La construction d’un indicateur

Le concept d’indicateur a d’abord été utilisé dans un contexte purement scientifique (la recherche en sociologie). Il y désignait la traduction de concepts théoriques (abstraits) en variables observables, traduction indispensable pour soumettre les hypothèses scientifiques impliquant de tels concepts à la vérification empirique. Ainsi, un indicateur est donc une variable observable utilisée pour rendre compte d’une réalité non observable.
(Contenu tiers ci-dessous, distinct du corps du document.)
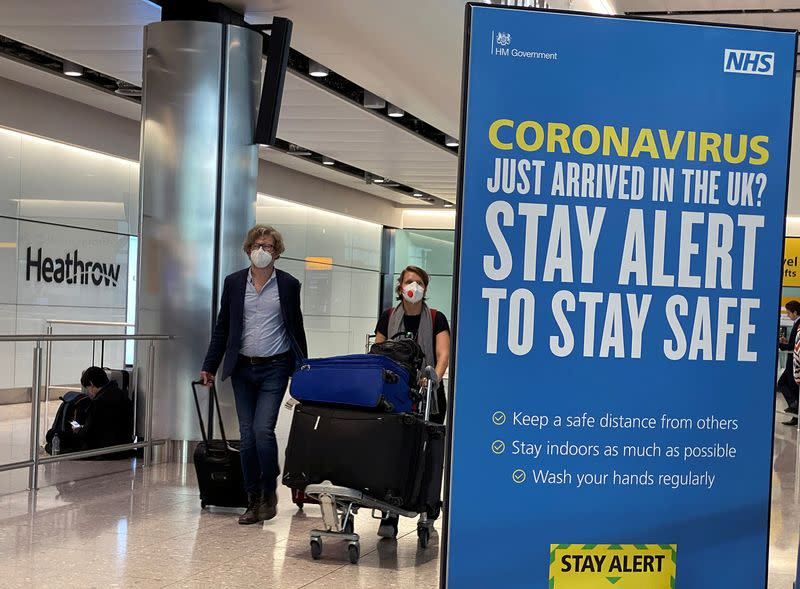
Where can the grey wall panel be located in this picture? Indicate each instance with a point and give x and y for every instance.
(178, 186)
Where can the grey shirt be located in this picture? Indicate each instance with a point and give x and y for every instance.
(264, 333)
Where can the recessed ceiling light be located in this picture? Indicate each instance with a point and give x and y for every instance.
(297, 150)
(316, 70)
(72, 70)
(125, 89)
(373, 101)
(395, 112)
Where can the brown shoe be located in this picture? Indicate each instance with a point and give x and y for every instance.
(269, 505)
(255, 510)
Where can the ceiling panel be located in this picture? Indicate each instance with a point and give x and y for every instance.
(331, 125)
(106, 35)
(301, 165)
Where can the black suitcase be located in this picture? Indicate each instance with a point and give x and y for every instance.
(217, 463)
(382, 455)
(430, 496)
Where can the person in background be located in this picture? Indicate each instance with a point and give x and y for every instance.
(259, 331)
(430, 329)
(787, 385)
(109, 419)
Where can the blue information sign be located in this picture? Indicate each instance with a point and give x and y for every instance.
(623, 193)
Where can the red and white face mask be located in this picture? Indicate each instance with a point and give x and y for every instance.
(413, 292)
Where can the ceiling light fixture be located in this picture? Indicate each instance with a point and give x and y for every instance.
(373, 101)
(73, 70)
(316, 70)
(125, 89)
(296, 150)
(395, 112)
(603, 7)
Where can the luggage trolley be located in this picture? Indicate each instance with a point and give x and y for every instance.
(340, 504)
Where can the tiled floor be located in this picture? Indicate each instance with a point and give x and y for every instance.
(145, 529)
(129, 527)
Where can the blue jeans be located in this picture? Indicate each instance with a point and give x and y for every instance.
(258, 390)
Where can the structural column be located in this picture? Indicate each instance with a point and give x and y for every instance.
(198, 174)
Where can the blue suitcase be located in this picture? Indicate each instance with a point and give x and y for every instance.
(360, 380)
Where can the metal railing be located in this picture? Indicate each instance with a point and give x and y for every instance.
(35, 459)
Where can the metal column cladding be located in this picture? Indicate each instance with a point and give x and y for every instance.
(198, 193)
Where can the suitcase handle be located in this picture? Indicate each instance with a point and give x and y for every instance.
(212, 390)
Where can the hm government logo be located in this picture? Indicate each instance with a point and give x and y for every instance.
(501, 48)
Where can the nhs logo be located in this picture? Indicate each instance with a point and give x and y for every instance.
(742, 61)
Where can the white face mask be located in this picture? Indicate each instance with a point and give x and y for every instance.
(413, 292)
(260, 257)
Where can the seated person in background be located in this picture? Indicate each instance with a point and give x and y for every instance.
(109, 419)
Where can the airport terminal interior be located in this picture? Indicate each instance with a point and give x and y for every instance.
(116, 235)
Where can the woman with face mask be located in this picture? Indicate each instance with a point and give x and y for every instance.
(427, 326)
(430, 329)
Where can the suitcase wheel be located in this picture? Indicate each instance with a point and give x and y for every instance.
(316, 548)
(353, 552)
(423, 536)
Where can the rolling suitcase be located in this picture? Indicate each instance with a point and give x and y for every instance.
(380, 454)
(217, 463)
(368, 381)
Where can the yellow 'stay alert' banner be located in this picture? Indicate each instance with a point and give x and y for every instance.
(612, 566)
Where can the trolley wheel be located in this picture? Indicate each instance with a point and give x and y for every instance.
(316, 549)
(423, 536)
(353, 552)
(349, 526)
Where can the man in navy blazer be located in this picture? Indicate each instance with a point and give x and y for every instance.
(259, 331)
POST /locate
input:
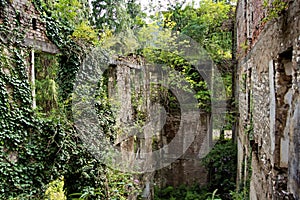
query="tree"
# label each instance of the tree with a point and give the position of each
(116, 15)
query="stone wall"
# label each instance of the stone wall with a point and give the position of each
(268, 100)
(132, 88)
(22, 14)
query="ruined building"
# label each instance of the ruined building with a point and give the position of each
(268, 97)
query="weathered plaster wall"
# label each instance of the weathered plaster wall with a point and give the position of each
(268, 98)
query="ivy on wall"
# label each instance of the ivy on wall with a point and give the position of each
(36, 149)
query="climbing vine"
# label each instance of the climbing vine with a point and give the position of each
(36, 149)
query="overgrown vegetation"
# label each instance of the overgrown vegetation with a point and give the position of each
(221, 164)
(39, 147)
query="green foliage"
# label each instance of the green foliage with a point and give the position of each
(84, 33)
(116, 15)
(205, 25)
(221, 163)
(55, 190)
(184, 193)
(274, 9)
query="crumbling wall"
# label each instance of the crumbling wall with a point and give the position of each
(268, 101)
(131, 86)
(21, 14)
(186, 170)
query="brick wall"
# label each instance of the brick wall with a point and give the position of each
(268, 98)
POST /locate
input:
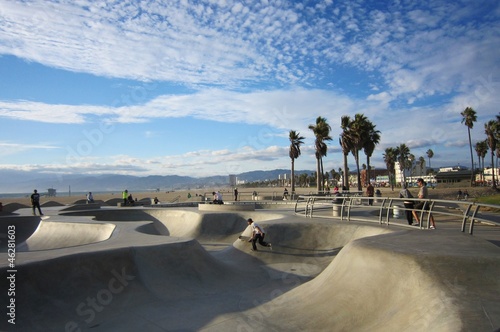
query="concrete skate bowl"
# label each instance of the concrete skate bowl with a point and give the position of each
(319, 276)
(33, 234)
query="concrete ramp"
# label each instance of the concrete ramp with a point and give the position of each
(320, 276)
(22, 227)
(392, 283)
(54, 235)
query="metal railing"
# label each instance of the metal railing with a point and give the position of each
(387, 210)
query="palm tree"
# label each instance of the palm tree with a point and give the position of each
(421, 161)
(372, 140)
(322, 133)
(295, 142)
(402, 153)
(481, 148)
(344, 142)
(390, 157)
(492, 129)
(469, 117)
(430, 154)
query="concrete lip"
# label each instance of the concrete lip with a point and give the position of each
(184, 269)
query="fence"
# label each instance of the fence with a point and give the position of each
(387, 210)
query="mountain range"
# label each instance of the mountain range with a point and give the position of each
(24, 182)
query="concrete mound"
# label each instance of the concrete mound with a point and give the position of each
(173, 270)
(54, 235)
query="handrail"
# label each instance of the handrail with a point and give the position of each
(348, 207)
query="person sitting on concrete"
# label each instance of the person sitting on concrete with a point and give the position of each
(130, 200)
(217, 198)
(258, 235)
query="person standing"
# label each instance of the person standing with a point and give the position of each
(423, 194)
(370, 191)
(125, 197)
(258, 235)
(35, 202)
(90, 198)
(408, 204)
(285, 194)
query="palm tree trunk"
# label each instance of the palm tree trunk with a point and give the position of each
(346, 173)
(318, 175)
(493, 171)
(322, 186)
(471, 159)
(360, 188)
(367, 170)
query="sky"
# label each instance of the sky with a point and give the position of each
(213, 87)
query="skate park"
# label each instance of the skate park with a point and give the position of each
(183, 268)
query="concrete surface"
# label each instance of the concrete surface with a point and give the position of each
(166, 269)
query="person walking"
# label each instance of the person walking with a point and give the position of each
(35, 202)
(258, 235)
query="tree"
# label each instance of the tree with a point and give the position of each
(469, 117)
(430, 154)
(421, 162)
(372, 140)
(344, 142)
(492, 129)
(390, 157)
(322, 133)
(481, 150)
(295, 142)
(356, 134)
(402, 153)
(358, 131)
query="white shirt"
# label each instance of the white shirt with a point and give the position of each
(257, 229)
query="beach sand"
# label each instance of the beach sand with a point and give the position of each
(245, 194)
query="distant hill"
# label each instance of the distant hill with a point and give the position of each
(24, 182)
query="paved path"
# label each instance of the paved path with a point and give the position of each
(183, 270)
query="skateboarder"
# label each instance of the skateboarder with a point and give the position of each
(35, 202)
(258, 234)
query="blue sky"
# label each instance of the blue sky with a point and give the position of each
(213, 87)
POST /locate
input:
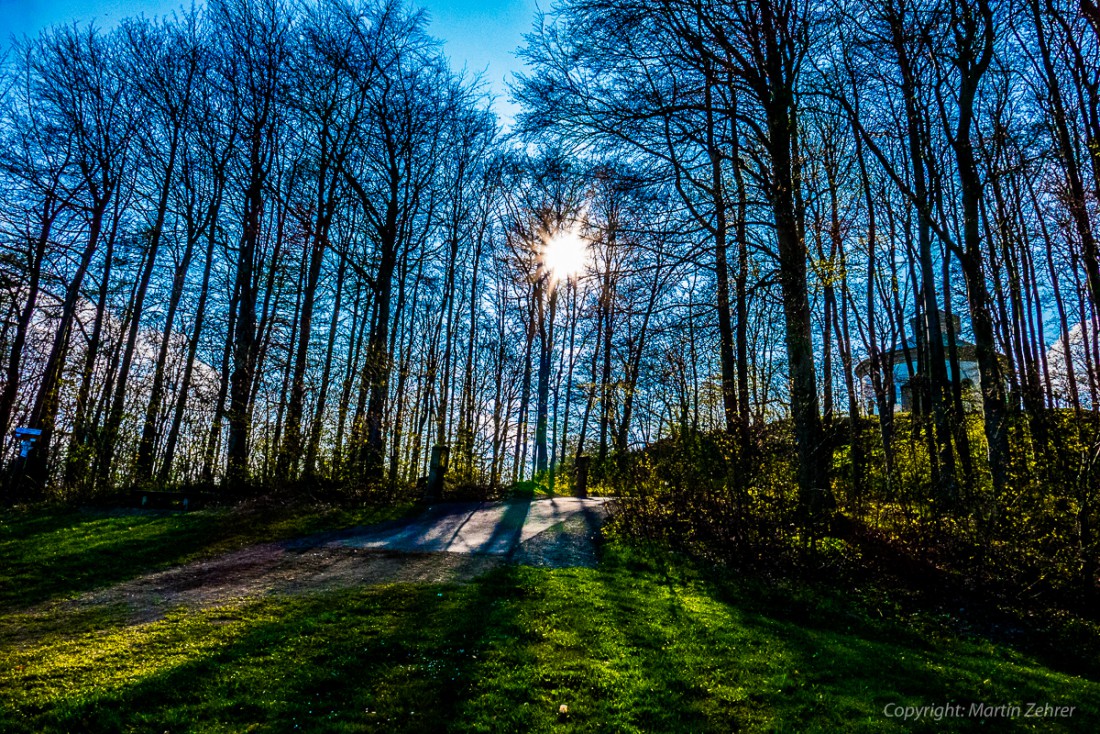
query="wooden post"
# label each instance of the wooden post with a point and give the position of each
(440, 455)
(581, 477)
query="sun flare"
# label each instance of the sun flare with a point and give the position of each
(564, 254)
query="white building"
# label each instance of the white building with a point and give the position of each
(903, 363)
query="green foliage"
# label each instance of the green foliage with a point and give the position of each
(646, 643)
(1038, 537)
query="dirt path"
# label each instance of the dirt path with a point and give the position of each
(448, 543)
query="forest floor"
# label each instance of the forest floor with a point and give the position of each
(268, 619)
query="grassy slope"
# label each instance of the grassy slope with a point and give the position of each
(637, 645)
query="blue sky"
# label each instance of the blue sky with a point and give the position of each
(480, 34)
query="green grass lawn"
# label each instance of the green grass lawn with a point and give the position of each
(644, 643)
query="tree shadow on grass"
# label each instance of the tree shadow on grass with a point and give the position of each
(387, 659)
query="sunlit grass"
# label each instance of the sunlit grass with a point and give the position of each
(636, 645)
(56, 552)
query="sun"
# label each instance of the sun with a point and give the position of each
(564, 254)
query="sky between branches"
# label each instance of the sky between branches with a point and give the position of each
(482, 35)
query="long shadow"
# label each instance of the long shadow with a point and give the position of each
(394, 659)
(508, 528)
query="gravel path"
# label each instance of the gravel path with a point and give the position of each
(447, 543)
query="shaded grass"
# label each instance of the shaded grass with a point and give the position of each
(645, 643)
(55, 552)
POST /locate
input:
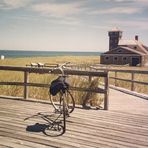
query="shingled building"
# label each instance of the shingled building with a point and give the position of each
(124, 52)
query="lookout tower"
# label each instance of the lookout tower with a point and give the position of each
(114, 37)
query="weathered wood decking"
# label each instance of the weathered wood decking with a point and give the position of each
(124, 125)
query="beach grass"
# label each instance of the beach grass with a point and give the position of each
(42, 93)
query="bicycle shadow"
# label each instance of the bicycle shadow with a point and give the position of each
(53, 125)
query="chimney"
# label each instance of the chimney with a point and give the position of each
(136, 37)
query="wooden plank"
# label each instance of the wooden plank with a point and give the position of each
(85, 128)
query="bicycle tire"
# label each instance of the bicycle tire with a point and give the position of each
(69, 101)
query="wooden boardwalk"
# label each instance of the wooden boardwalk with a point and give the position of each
(124, 125)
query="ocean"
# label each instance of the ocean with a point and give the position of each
(22, 53)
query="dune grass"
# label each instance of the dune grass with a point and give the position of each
(42, 93)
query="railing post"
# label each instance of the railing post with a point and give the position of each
(26, 80)
(132, 78)
(115, 78)
(106, 101)
(90, 79)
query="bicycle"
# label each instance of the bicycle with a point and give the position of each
(60, 96)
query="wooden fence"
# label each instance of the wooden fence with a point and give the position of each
(43, 70)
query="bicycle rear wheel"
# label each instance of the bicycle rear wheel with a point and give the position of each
(56, 101)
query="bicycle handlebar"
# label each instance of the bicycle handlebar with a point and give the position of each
(60, 67)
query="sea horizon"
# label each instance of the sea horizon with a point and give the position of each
(45, 53)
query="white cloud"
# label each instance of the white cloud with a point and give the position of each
(118, 10)
(139, 24)
(57, 9)
(13, 4)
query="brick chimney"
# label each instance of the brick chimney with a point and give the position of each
(136, 37)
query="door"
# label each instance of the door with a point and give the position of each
(135, 61)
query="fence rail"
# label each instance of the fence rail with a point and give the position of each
(42, 70)
(131, 80)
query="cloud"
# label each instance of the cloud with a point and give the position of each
(140, 24)
(118, 10)
(56, 9)
(13, 4)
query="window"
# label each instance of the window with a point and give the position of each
(119, 50)
(135, 47)
(115, 58)
(106, 58)
(124, 58)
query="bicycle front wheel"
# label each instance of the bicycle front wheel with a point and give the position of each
(56, 101)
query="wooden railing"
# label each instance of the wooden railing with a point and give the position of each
(116, 76)
(43, 70)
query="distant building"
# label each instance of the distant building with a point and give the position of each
(124, 52)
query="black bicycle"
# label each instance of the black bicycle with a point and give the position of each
(60, 96)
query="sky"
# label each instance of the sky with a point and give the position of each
(70, 25)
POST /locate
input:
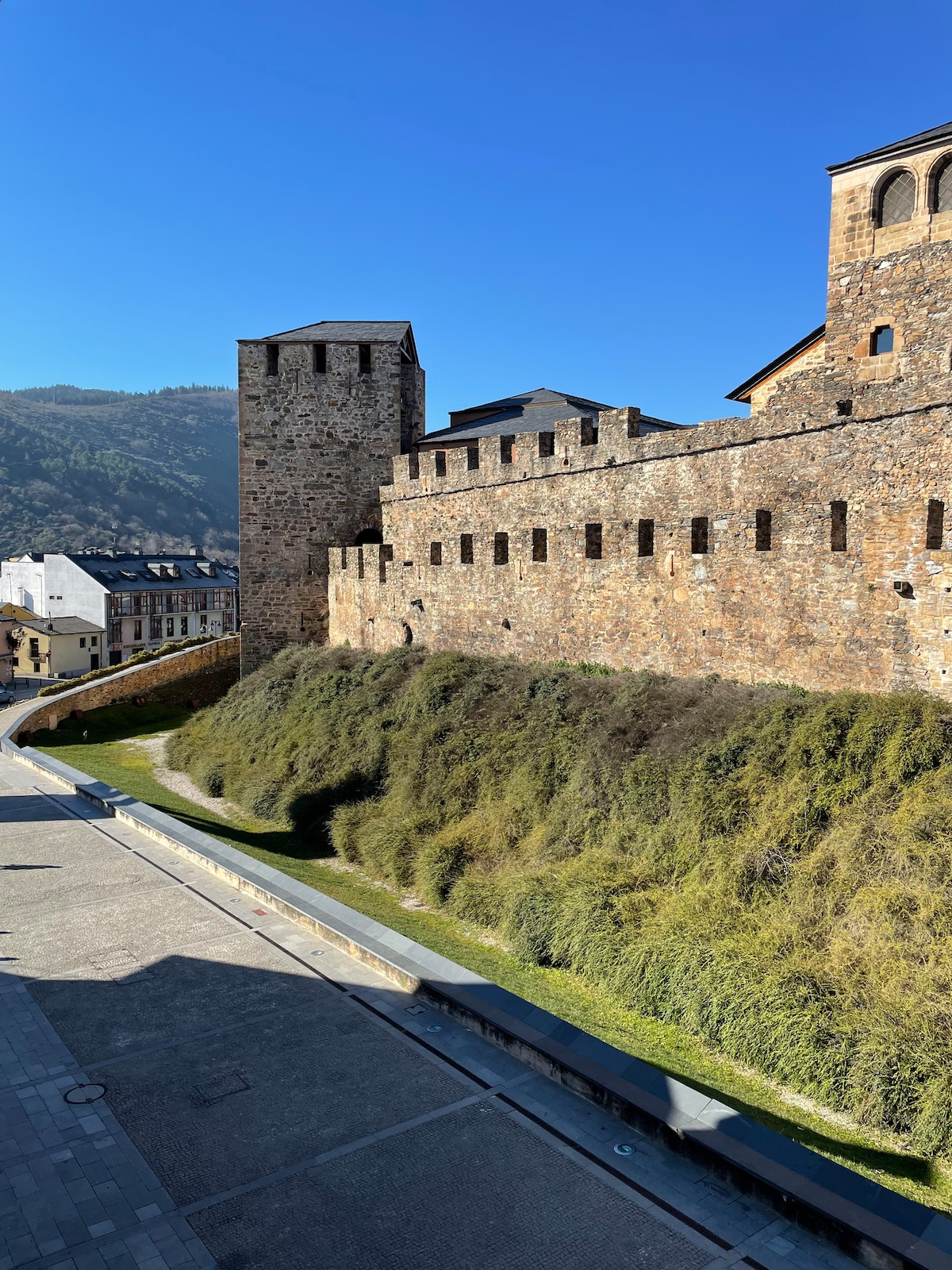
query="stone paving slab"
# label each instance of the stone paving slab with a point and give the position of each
(70, 1178)
(272, 1103)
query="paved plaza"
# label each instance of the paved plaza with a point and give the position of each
(262, 1102)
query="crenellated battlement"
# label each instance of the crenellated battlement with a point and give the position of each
(810, 543)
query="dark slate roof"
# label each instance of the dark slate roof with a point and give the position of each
(126, 571)
(340, 333)
(743, 391)
(61, 625)
(908, 145)
(537, 410)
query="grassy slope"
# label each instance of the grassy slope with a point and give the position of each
(600, 1011)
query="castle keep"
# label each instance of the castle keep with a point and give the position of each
(321, 413)
(809, 543)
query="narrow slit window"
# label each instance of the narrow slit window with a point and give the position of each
(935, 525)
(763, 526)
(881, 341)
(838, 526)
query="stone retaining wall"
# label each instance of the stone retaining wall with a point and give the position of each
(145, 681)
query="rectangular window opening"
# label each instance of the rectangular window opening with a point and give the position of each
(763, 522)
(881, 341)
(838, 526)
(588, 433)
(935, 525)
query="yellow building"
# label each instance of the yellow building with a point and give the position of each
(59, 648)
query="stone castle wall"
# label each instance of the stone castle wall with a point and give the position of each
(846, 457)
(314, 450)
(799, 613)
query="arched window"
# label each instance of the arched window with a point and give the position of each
(898, 200)
(942, 190)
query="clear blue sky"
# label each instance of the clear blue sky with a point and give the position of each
(621, 200)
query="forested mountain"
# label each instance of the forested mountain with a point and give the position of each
(86, 467)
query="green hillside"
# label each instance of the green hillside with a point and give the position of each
(767, 869)
(83, 467)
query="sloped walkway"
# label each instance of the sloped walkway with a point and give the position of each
(270, 1103)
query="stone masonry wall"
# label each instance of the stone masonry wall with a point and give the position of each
(152, 681)
(314, 450)
(842, 425)
(797, 613)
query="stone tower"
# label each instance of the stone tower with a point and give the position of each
(886, 344)
(321, 412)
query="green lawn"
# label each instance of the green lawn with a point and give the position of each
(106, 756)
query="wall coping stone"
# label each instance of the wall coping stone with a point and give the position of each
(880, 1226)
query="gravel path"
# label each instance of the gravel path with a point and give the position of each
(179, 783)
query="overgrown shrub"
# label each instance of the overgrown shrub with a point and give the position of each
(767, 868)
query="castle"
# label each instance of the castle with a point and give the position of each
(806, 544)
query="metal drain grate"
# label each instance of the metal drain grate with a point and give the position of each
(82, 1094)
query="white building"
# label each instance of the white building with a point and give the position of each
(141, 601)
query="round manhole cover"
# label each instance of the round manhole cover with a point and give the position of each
(84, 1094)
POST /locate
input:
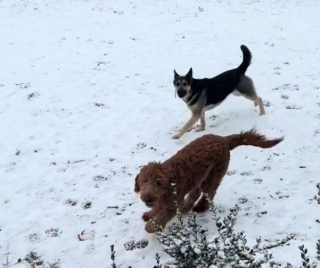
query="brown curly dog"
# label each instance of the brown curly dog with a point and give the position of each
(196, 168)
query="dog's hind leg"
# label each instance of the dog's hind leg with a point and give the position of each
(202, 122)
(208, 187)
(194, 118)
(192, 197)
(246, 89)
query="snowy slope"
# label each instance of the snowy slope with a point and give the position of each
(86, 98)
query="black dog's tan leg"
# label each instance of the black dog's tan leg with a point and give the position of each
(202, 123)
(194, 118)
(246, 89)
(257, 102)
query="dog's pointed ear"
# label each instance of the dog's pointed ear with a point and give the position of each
(190, 73)
(136, 184)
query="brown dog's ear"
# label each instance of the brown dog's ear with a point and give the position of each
(136, 185)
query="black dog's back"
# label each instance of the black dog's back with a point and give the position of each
(219, 87)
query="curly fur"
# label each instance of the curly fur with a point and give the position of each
(196, 168)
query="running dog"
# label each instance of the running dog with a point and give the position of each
(196, 169)
(202, 95)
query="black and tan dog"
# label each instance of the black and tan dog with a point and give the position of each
(202, 95)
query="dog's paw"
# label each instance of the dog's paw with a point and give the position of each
(176, 137)
(200, 128)
(149, 228)
(146, 216)
(199, 208)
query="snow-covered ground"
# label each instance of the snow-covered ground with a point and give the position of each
(86, 97)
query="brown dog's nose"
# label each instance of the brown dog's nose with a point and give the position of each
(148, 201)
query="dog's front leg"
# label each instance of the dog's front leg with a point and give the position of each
(161, 219)
(202, 122)
(149, 214)
(194, 118)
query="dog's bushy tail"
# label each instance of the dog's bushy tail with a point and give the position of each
(247, 56)
(252, 138)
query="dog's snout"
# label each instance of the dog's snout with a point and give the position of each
(148, 201)
(181, 92)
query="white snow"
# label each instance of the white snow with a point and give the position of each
(86, 91)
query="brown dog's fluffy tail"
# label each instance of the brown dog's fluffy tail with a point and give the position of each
(252, 138)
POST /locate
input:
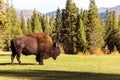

Quant au terme d’indice, il désigne un indicateur synthétique construit en agrégeant d’autres indicateurs dits de base. La plupart des indicateurs utilisés dans le cadre des politiques publiques sont en réalité des indices : c’est le cas du PIB, de l’indice des prix à la consommation, des indices boursiers comme le DowJones et de l’indice de développement humain (IDH) du Programme des Nations unies pour le développement (PNUD)1 .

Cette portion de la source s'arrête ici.